UAT Student Blog

Vertafore a company that provides insurance software services has disclosed a data breach in which a third-party got into the details of over 27.7 million Texas drivers. They believe the incident took place from March to August due to a human error where three data files were stored in an unsecured external storage service.

Something shocking and bizarre to the Cyber Security community has occurred. Russia has arrested a malware author, to give some context to this. Russia is normally very soft with hackers and rarely takes action against them.

Cross-site scripting (XSS) has taken the cake in 2020 for being the most impactful vulnerability and thus the one reaping the highest rewards for ethical hackers this year for the second year in a row. This is all according to a list of Top 10 Vulnerabilities released on Thursday by HackerOne.

In a shocking display of poor management over 100 smart irrigation systems were left exposed online without any security or even a password. Which allowed anyone to access and mess with any of the water irrigation which was used for crops, trees, cities, and any building complex.

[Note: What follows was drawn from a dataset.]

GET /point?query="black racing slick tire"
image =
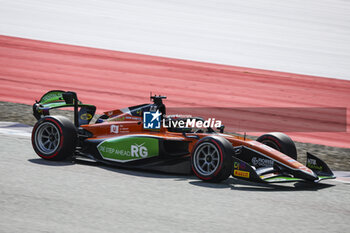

Joker Trojan Recently a Malware by the name of Joker has surfaced to our eyes. This malware is specifically a trojan that not to long ago began targeting specifically android devices to steal SMS messages, contact lists and device information. The cybersecurity researchers at CSIS has affirmed that the Joker is one of the new types of malwares that is mainly targeting and putting android devices in danger.  Not only will it steal information in also signs the victim up silently for premium wireless application WAP services. All possible plots divide into three separate ranges. Direct download, One-stage download, and Two-stage download. Direct download For this situation, the last payload is being conveyed through an immediate URL that is gotten from the command and control (C&C) worker. In this situation, the contaminated Google Play store application has the C&C address put away in the code itself with chain obfuscation. Subsequent to introducing it, the tainted application speaks with the C&C worker, and afterward it responds with the URL of a last payload. One-stage download Experts in this phase have observed that in order to recover the final payload, the infected Google Play app utilizes a stager payload. “That’s why the infected Google Play store app has the stager payload URL, that is encoded in the code itself and encrypted utilizing the Advanced Encryption Standard (AES). However, the main job of this stager payload is to retrieve the final payload URL from the code and then download it.” Two-stage download For this situation, the tainted Google Play store applications have two-stage payload downloads to recoup the last payload. That is the reason the Google Play infected application downloads the stage one payload, which downloads the stage two payload, that in the long run stacks the end Joker payload. Once the execution of stage one payload Is over, it then proceeds to download the stage two payload, and that is why the stage two payload shows the same performance as stage one payload. 

As I wrote before a coalition of cyber-security organizations with Microsoft orchestrated a global takedown against TrickBot, which is the second-largest malware botnets.